30 September 2016

Memaknai Hijrah

 


Hijrah, secara bahasa, sering diartikan pindah, mengungsi, pergi dan tidak pernah kembali lagi. Dari makna leksikal ini, dapat dipahami bahwa hijrah mengandung arti “perubahan” dari satu keadaan yang statis menuju keadaan baru yang lebih baik dan dinamis. Oleh karenanya, orang yang berhijrah perlu semangat “move on” atau melupakan masa lalu dan menyambut masa depan dengan rasa optimisme.

Selain pengertian di atas, masih banyak definisi lain yang berusaha memaknai kata hijrah, sehingga Nabi Muhammad saw merasa perlu menjelaskan batasan yang kongkrit tentang hakikat hijrah. Dalam sabdanya, Nabi menegaskan bahwa “al-Muhajir man haajara ma nahaahu Allah”. Artinya, seseorang disebut hijrah apabila ia mampu meninggalkan larangan Allah”.

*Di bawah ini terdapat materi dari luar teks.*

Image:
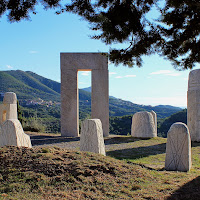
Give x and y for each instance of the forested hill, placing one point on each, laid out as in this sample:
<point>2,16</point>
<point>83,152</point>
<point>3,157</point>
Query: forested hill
<point>30,86</point>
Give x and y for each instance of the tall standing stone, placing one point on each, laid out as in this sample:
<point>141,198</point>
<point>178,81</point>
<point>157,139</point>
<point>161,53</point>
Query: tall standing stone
<point>91,138</point>
<point>71,63</point>
<point>8,110</point>
<point>193,105</point>
<point>155,120</point>
<point>12,134</point>
<point>143,125</point>
<point>178,149</point>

Definisi yang diutarakan Nabi ini memberi pencerahan baru bagi umat Islam yang saat itu masih memahami arti hijrah hanya sebatas pindah tempat. Definisi ini sekaligus juga “mematahkan” pemahaman sebagian sahabat yang merasa telah berada di “zona nyaman”. Mengingat, mereka telah menetap bersama Nabi di Madinah, setelah sebelumnya mereka berjuang keras meninggalkan Mekah yang merupakan kampung halaman dengan sejuta kenangan.

Zona nyaman yang penulis maksudkan adalah status sebagai kaum muhajirin yang dalam beberapa ayat maupun hadis, posisi mereka sangat mulia di sisi Allah dan bahkan telah dijanjikan surga. Perasaan berada dalam zona nyaman inilah yang kemudian dipatahkan oleh Nabi melalui hadis tentang hakikat orang yang berhijrah. Bahwa, hijrah tidak hanya sebatas pindah tempat, tidak hanya sekali dua kali, tidak cukup berada di kota Nabi. Namun, hijrah lebih universal maknanya, harus kontinyu meninggalkan larangan Allah, dan itu bisa dilakukan oleh siapa, kapan, dan dimana saja.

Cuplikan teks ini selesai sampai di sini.